Let us look at the passage where Paul reveals his use of the word adoption (Rom. 8:15). It is in other of his epistles, Galatians 4:1-7.

From the passage, it is as plain as St. Paul could make it, that, by the word translated adoption, he means the raising of a father’s own child from the condition of tutelage and subjection to others—a state which, he says, is no better than that of a slave—to the position and rights of a son. None but a child could become a son; the idea is, a spiritual coming of age; only when the child is a man is, he really, fully a son.

The thing holds in the earthly relation. How many children of good parents—good children in the main too—never know those parents, never feel towards them as children might, until, grown up, they have left the house—until, perhaps, they are parents themselves, or are parted from them by death. To be a child is not necessarily to be a son or daughter.
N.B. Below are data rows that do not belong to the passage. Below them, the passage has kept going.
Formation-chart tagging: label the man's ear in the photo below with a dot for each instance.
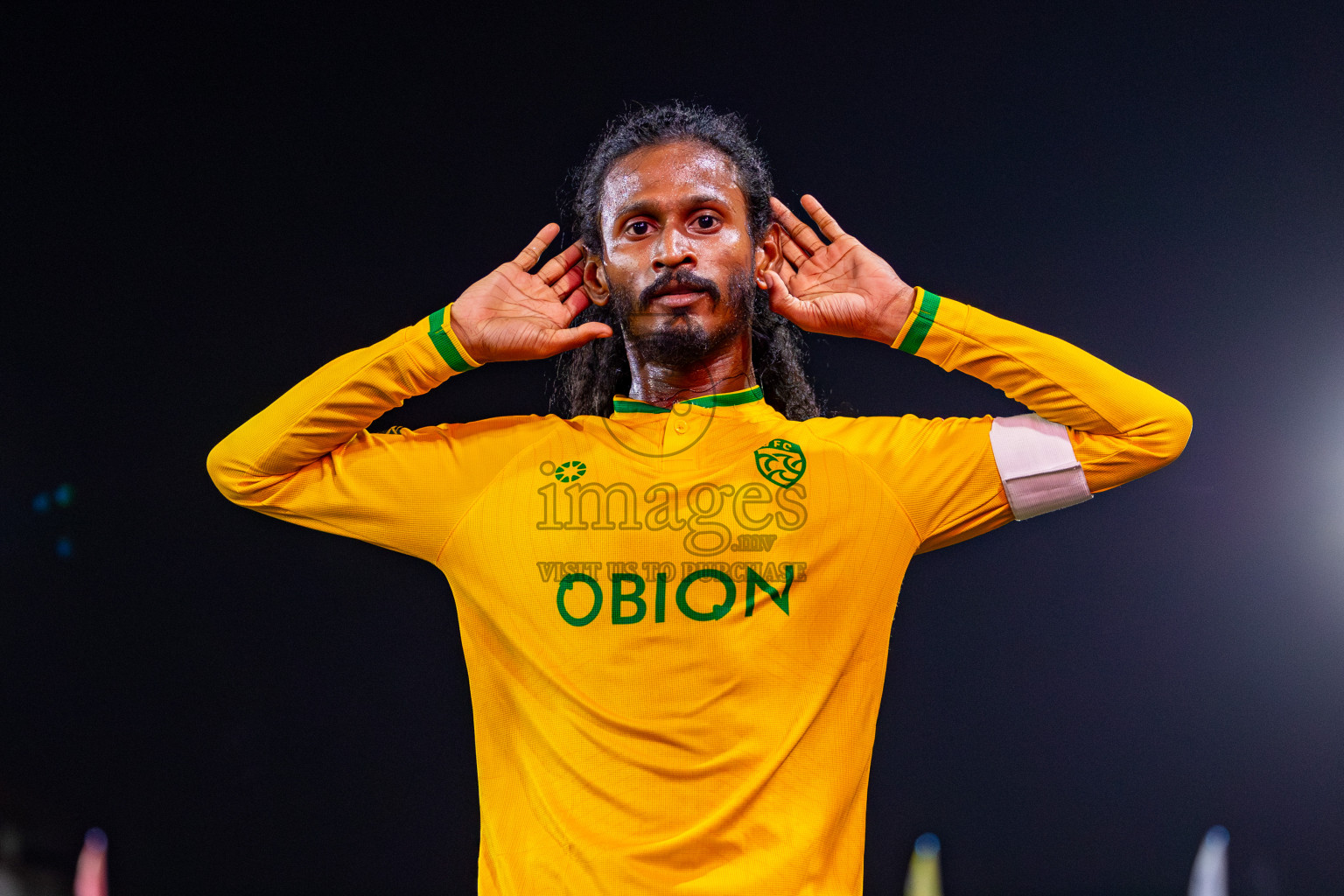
(769, 256)
(594, 280)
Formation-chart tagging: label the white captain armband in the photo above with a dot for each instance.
(1037, 465)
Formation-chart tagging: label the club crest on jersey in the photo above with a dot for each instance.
(781, 462)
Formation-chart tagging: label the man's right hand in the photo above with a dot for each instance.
(514, 316)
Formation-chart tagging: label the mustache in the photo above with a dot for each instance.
(679, 281)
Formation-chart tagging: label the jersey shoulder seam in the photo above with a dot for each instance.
(886, 485)
(471, 508)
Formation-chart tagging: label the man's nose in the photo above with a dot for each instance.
(674, 250)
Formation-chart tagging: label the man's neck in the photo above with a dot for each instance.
(727, 369)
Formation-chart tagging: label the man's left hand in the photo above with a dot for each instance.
(840, 288)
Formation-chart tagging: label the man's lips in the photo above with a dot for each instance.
(677, 300)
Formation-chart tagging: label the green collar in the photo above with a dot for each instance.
(624, 404)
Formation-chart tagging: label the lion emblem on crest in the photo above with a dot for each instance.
(781, 462)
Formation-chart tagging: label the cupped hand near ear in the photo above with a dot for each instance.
(512, 315)
(840, 288)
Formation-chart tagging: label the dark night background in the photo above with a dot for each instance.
(203, 207)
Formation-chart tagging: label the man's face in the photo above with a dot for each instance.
(677, 261)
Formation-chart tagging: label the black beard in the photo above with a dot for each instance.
(687, 343)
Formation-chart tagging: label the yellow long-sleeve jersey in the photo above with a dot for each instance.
(676, 621)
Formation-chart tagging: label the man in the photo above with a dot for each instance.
(675, 602)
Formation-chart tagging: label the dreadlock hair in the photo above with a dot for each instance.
(586, 378)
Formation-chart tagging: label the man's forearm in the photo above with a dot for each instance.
(328, 407)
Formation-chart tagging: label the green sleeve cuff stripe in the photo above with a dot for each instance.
(445, 346)
(924, 321)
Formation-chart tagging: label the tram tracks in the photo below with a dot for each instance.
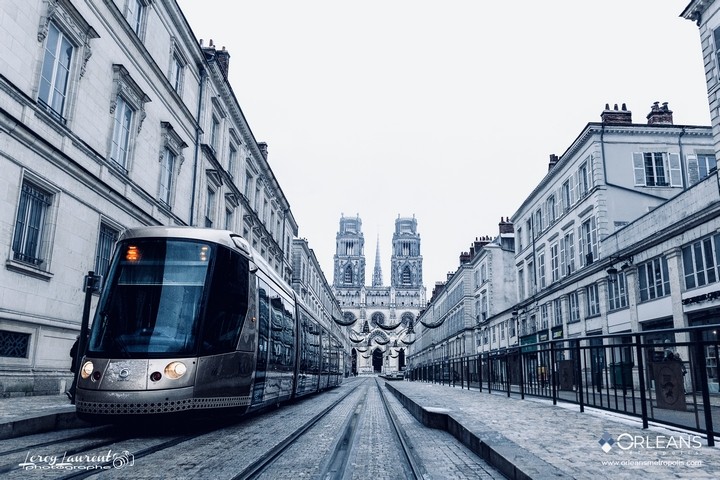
(364, 424)
(351, 432)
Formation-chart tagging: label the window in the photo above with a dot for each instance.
(538, 223)
(14, 344)
(555, 262)
(210, 208)
(128, 100)
(248, 184)
(166, 176)
(176, 75)
(557, 312)
(550, 208)
(106, 241)
(657, 169)
(588, 242)
(232, 160)
(700, 261)
(170, 160)
(532, 282)
(583, 180)
(483, 306)
(121, 132)
(653, 279)
(519, 239)
(214, 133)
(574, 306)
(617, 291)
(30, 225)
(567, 254)
(706, 165)
(406, 276)
(567, 195)
(135, 16)
(55, 73)
(592, 299)
(229, 216)
(700, 166)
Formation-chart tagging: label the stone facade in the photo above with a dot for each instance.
(111, 117)
(603, 244)
(380, 319)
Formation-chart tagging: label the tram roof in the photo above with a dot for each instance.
(222, 237)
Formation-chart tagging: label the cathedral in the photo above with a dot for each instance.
(381, 318)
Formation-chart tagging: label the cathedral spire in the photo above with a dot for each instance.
(377, 273)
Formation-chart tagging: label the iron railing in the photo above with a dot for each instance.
(669, 377)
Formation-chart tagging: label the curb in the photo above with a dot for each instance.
(509, 458)
(40, 424)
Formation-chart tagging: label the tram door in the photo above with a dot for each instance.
(263, 342)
The child-ship is the lower condition of the upward process towards the sonship, the soil out of which the true sonship shall grow, the former without which the latter were impossible.

God can no more than an earthly parent be content to have only children: He must have sons and daughters—children of His soul, of His spirit, of His love—not merely in the sense that they love like Him, love as He loves. For this He does not adopt them. He dies to give them Himself, thereby to raise His own to His heart. He gives them a birth from above; they are born again out of Himself and into Himself—for He is the one and all. 

His children are not His real, true sons and daughters until they think like Him, feel with Him, judge as He judges, are at home with Him, and without fear before Him because He and they mean the same thing, love the same things, seek the same ends. Nothing will satisfy Him, or do for us, but that we be one with our Father. What else could serve. How else should life ever be a good. Because we are the sons of God, we must become the sons of God (George McDonald, Creation in Christ , edited by Rolland Hein, pgs. 129-130).                       

             The insights MacDonald shares are especially timely as the pressures of our day are requiring an increasing level of maturity. Reread it, meditate on it, and let it penetrate your deepest person. Then take the time to read and re-read Gal. 4:1-9, asking the Holy Spirit to make the meaning clear and applicable to you. Try it in several different translations for greater clarity. It will strengthen your spiritual identity, which is the primary issue in all spiritual warfare.